Clad in red. Eyes sharp as razors. Presence like thunder.
Yun Xue.
Ren Zhe's heart didn't falter. But something ancient inside him cracked.
She hadn't aged.
Not a day.
Ten thousand years, and her face was still carved from memory. Her gaze met his.
And she knew.
Her mouth parted slightly. "You…"
"I'm back."
Gasps. Murmurs. One disciple fell to his knees as the aura around Ren Zhe expanded like the breath of a tomb.
Yun Xue stepped forward.
"I thought you died."
"You made sure of it."
She didn't deny it.
"I thought I had to."
That was worse than a lie.
He drew the bone blade from his palm. Not metal.

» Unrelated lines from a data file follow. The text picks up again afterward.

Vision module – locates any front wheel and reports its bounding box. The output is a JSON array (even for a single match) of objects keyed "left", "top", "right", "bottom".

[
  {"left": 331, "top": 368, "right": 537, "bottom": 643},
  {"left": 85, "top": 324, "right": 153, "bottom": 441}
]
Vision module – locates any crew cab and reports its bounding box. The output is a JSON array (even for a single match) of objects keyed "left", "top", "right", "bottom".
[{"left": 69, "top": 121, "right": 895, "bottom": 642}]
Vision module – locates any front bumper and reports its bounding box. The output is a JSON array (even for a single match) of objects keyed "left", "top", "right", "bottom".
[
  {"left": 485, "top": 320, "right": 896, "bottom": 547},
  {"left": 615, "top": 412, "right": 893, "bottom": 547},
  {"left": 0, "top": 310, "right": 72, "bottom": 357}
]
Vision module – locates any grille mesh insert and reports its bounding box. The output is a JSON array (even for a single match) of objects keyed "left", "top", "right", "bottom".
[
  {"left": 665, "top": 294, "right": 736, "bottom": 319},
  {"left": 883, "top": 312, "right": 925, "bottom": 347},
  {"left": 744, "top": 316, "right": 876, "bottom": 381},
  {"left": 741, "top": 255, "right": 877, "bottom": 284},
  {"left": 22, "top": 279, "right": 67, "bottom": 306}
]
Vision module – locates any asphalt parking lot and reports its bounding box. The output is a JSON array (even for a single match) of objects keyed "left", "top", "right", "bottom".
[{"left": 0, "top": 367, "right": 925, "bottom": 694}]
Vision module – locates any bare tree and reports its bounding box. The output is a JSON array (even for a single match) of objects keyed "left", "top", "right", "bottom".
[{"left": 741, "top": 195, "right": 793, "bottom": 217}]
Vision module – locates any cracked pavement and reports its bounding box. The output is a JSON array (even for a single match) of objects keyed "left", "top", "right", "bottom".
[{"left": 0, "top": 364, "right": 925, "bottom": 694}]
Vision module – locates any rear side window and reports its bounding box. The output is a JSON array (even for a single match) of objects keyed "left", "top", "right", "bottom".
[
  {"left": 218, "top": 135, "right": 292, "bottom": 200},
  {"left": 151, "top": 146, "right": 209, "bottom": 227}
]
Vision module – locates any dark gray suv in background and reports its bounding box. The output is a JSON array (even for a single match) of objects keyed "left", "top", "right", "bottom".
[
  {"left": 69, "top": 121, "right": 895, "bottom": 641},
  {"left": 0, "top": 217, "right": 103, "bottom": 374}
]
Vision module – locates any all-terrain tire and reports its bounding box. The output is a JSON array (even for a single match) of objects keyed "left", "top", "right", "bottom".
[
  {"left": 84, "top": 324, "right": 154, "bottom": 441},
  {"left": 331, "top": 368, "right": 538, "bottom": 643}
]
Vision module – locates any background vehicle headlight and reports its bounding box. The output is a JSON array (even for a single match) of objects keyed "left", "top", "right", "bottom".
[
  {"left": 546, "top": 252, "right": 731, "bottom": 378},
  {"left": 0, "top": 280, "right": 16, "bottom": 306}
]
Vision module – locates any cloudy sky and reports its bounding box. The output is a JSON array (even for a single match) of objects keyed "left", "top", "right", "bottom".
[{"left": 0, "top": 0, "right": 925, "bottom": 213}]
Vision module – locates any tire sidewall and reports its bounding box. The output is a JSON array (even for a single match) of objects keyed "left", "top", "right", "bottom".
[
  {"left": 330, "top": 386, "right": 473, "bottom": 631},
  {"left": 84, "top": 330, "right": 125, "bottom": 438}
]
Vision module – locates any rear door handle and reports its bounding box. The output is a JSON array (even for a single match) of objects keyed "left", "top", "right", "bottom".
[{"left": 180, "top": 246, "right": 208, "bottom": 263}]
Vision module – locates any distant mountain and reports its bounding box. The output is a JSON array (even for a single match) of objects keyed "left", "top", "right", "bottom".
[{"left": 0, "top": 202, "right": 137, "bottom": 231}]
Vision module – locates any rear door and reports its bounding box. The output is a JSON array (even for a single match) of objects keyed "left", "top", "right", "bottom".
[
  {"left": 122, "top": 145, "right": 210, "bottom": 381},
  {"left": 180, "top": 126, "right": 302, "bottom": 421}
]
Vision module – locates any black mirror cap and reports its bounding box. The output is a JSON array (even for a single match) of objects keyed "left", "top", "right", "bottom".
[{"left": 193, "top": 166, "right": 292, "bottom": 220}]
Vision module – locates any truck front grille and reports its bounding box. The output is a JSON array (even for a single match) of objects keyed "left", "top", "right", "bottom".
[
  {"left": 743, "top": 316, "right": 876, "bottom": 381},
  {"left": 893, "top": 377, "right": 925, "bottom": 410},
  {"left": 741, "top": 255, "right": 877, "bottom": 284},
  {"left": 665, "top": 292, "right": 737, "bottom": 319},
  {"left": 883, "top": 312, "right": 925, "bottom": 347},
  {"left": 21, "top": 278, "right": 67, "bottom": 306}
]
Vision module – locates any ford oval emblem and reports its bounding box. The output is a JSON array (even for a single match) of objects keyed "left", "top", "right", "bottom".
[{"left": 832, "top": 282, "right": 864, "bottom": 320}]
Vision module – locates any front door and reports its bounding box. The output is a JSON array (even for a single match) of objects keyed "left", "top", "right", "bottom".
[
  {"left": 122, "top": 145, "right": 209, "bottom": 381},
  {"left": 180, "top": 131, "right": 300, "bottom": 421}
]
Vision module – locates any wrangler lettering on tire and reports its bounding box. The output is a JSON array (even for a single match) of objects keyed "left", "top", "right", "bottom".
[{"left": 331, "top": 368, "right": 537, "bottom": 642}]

Not spirit-forged. Pure ossified hatred, shaped by centuries.
The disciples moved.
Yun Xue raised a hand.
They stopped.
"You want answers?" she asked.
"No. I want blood."
"Then listen before you drown in it."
He hesitated.
Just enough.
She turned to the crowd. "Clear the courtyard. Now."
No one argued.
When they were alone, she spoke again.
"They told me you were corrupted. That your cultivation had become parasitic. That you had started pulling power from the dead."
"I did."
She flinched. "Then they were right."
"No. I pulled power from myself. From what was left after they destroyed me."
She stepped closer. "They showed me your soul. It was… twisted. You were already lost."
"You didn't even look."
Silence.
He could feel it—beneath her robes, under the flesh of her heart—guilt. Hot and sour and old.
"I signed your sentence," she said softly. "To protect something."
He laughed. It was low, broken. "Let me guess. The sect. The empire. The world?"
She didn't answer.
So he pressed. "You betrayed me. You buried me. And now you wear red like a crown."
"I wear red for the blood I spilled."
That almost stopped him.
Almost.
Then she said, "You had to be buried. Not because of power. But because of what followed you."
Ren Zhe froze.
"What do you mean?"
Her next words dropped like stones into his spine.
"There was something in the grave with you. Something that spoke."
He stepped back.
That couldn't be true.
He had cultivated in silence. Alone.
Hadn't he?
"It whispered," she said. "To those who went near. It showed them futures that never happened. It bled into dreams. And when we finally sealed the grave… it stopped."
"No," Ren Zhe said. "You're lying."
"I wish I was."
She opened a scroll. Unfurled it on the ground. It was old—tattered and charred. Marked with sect sigils and blood pacts.
It showed a diagram.
Of a seal.
Built above his body.
And inside that seal, something else.
A second soul.
No.
Not a soul.
An echo.
A shadow.
"You're not alone," it had whispered to him once. In a voice that sounded like his own. "We're the same. We never die."
Ren Zhe stumbled.
Ten thousand years.
He had cultivated.
But never once questioned what whispered back.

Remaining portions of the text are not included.